Because the lifting rope 2, the payout rope 3 and pullback rope 4 are moved in synchronism, the ropeway crane can be moved uphill or downhill as desired.

The axes of the pressure rollers 12 are offset from the pivotal axes of the levers 14. For this purpose, e.g., the shafts which are mounted in the crane housing 5 and to which the levers 14 are secured may have an eccentric portion so that these shafts constitute crankshafts. The pressure rollers 12 and the pinions 12' are then mounted on said offset or eccentric portion.

Claims

1. In a ropeway crane, comprising

a carrying rope,

a running gear guided by and movable along said carrying rope,

a crane housing connected to said running gear,

a pullback rope secured to said crane housing and operable to pull the latter along said carrying rope,

a shaft mounted in said crane housing,

a lifting rope pulley formed with a peripheral groove and mounted on said shaft,

a lifting rope trained around said lifting rope pulley in said groove and adapted to be paid out from said lifting rope pulley by a rotation of the latter in a predetermined sense,

a storage drum mounted on said shaft and nonrotatably connected to said lifting rope pulley, and

a payout rope wound on said storage drum and operable to be unwound from said storage drum so as to rotate the same in said predetermined sense,

the improvement residing in that

at least one pressure roller is associated with said lifting rope in said groove,

pressure-applying means are provided for forcing said pressure roller against said lifting rope in said groove, and

drive means are provided for positively driving said pressure roller at a peripheral velocity which is equal to the peripheral velocity of said lifting rope in said groove as said payout rope is unwound from said storage drum.

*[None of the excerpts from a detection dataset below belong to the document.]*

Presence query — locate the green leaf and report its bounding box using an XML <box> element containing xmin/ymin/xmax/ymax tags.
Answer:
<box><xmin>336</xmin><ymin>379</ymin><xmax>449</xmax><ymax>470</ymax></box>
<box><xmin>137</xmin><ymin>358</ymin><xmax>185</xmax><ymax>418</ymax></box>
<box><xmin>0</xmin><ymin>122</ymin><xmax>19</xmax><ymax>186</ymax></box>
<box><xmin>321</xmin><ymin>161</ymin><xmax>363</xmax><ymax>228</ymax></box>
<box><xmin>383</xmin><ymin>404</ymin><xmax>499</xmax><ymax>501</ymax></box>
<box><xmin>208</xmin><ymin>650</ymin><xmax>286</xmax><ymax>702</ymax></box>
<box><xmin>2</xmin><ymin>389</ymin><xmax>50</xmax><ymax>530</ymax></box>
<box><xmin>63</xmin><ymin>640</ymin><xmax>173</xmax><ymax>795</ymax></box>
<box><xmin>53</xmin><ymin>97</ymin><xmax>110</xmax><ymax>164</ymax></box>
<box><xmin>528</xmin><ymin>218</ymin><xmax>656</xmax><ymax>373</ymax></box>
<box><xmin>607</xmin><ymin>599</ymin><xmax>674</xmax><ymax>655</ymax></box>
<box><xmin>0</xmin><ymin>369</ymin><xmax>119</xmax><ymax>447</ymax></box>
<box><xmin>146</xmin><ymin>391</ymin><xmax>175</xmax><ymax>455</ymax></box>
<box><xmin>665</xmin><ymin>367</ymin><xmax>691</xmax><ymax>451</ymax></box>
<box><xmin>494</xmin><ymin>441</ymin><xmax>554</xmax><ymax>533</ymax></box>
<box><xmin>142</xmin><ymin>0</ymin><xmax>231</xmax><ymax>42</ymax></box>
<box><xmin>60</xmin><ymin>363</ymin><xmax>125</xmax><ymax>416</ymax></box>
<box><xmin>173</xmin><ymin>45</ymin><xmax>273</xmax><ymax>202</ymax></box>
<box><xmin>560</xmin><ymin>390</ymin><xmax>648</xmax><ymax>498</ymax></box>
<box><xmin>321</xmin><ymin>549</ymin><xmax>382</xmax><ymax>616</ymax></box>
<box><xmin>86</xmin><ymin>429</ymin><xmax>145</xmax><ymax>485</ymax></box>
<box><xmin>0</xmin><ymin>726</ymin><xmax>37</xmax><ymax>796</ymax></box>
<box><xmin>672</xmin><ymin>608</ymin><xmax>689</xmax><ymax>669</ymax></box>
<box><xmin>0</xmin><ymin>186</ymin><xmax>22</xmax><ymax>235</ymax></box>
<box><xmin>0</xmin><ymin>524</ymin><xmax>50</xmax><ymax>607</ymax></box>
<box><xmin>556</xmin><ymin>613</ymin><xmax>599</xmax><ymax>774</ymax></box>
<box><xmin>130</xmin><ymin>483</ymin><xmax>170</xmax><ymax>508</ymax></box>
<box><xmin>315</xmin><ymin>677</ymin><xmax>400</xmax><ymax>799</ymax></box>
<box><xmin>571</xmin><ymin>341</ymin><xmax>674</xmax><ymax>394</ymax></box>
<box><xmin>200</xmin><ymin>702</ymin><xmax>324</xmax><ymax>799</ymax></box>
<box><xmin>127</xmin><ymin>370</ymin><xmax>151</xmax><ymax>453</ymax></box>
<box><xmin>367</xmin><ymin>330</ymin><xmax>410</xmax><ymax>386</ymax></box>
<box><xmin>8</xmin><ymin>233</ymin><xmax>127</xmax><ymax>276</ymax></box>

2. The improvement set forth in claim 1, in which

a plurality of pressure rollers are associated with said lifting rope in said groove,

pressure-applying means are provided for forcing said pressure rollers against said lifting ropes in said groove, and

drive means are provided for positively driving each of said pressure rollers at a peripheral velocity which is equal to the peripheral velocity of said lifting rope in said groove as said payout rope is unwound from said storage drum.

3. The improvement set forth in claim 1, which comprises disengaging means for disengaging said pressure roller from said lifting rope in said groove and from said lifting rope pulley.

4. The improvement set forth in claim 1, in which said drive means comprise

a gear which is non-rotatably connected to said lifting rope pulley and has a pitch circle diameter which is equal to the diameter of the curvature of said lifting rope in said groove and

a pinion which is non-rotatably connected to said pressure roller and in mesh with said gear.

5. The improvement as set forth in claim 1, in which

said pressure-applying means comprise a lever, which is pivoted in said crane housing and has a free end, and a prestressable compression spring which is supported against said crane housing and bears on said free end of said lever,

said pressure roller is eccentrically mounted in said lever, and

said compression spring urges said pressure roller towards said lifting rope in said groove.

6. The improvement set forth in claim 5, in which said pressure-applying means comprise a shifting lever, which is connected to said compression spring and is pivotally movable between first and second positions, said shifting lever being arranged to prestress said compression spring as said shifting lever is moved to said first position and to disengage said pressure roller from said rope in said groove and from said lifting rope pulley as said shifting lever is moved to said second position.